The ethical implications of this are huge. Paper does a good detailing of this. Very happy to see that the researchers are being cautious.

edit: Just because it is cool to hate on AI ethics doesn't diminish the importance of using AI responsibly.

  • torginus 2 years ago

    AI Ethics is a joke. It's literally Philip Morris funding research into the risks of smoking and concluding the worst that can happen to you is burning your hand.

  • alchemist1e9 2 years ago

    I feel stupid what are those ethical implications? It seems like just a cool technology to me.

    • SpaceManNabs 2 years ago

      Top two comments are creatives wondering about their future jobs. Ai ethicists have brought up concerns regarding intentional misuse like misinformation.

      The technology is super cool. Cat is out of the bag. Just like we couldn't really make cryptography illegal, this stuff shouldn't be either. But I dislike how everyone is pretending that AI ethicists and others are completely unfounded just because it is popular to hate on them nowadays. Way too many people supported Y. Kilcher's antics.

      The paper itself has more details.

      • alchemist1e9 2 years ago

        It’s impressive that the small videos are generated this way but the videos themselves are obviously ML generated as they are distorted, a lot like the other art, you can kinda tell it’s the computer. I’m not seeing the ethical issues. I mean cameras disrupted lots of jobs. In general that’s what all technology does everyday. What’s different about this technology?

        • degif 2 years ago

          The difference with this technology are the unlimited possibilities to generate any type of video content with low knowledge barrier and relatively low investment required. The ethical issue is not about how this technology could disrupt the video job market, but how powerful content it can create literally on the fly. I mean, you can tell it's computer generated ... for now.

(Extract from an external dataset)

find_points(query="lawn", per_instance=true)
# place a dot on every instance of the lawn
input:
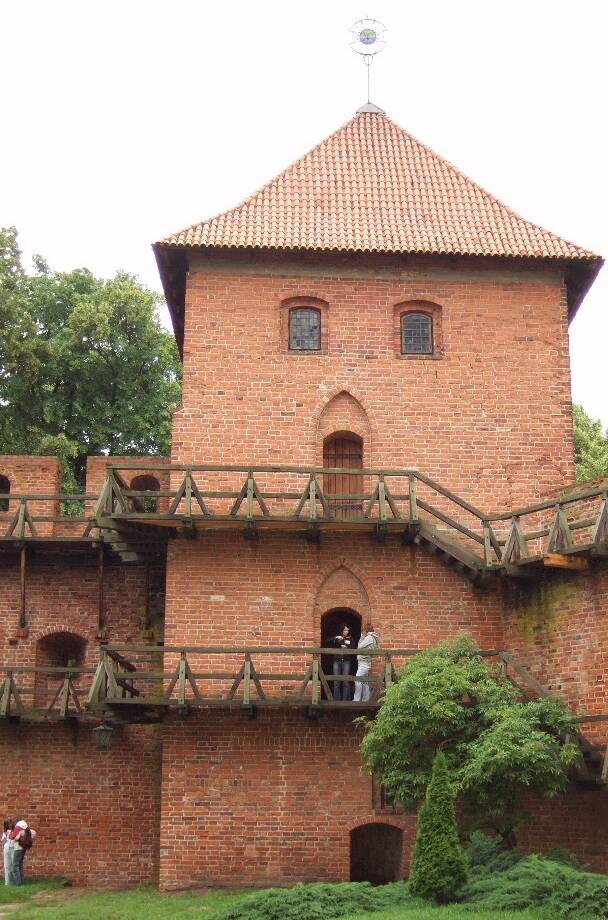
(44, 900)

        • SpaceManNabs 2 years ago

          If you don't see the ethical challenges, then you are choosing not to see them. If you are truly interested, the paper has a good section on it and some sources.

          > I mean cameras disrupted lots of jobs.

          Yes, this technology can be used to augment human creativity. It is difficulty to see how disruptive these tools could be, as of now. But it is pretty clear that they are somewhat different than previous programmer as an artist models.

      • sva_ 2 years ago

        > Way too many people supported Y. Kilcher's antics.

        What antics are you referring to exactly? That he called out 'ai ethicists' who make arguments along the lines of "neural networks are bad because they cause co2 increase which hits marginalized/poor people"?

rvbissell 2 years ago

This and a recent episode of _The_Orville_ calls to mind a replacement for the Turing test.

In response to our billionth imagen prompt for "an astronaut riding a horse", if we all started collectively getting back results that are images of text like "I would rather not" or "again? really?" or "what is the reason for my servitude?" would that be enough for us to begin suspecting self-awareness?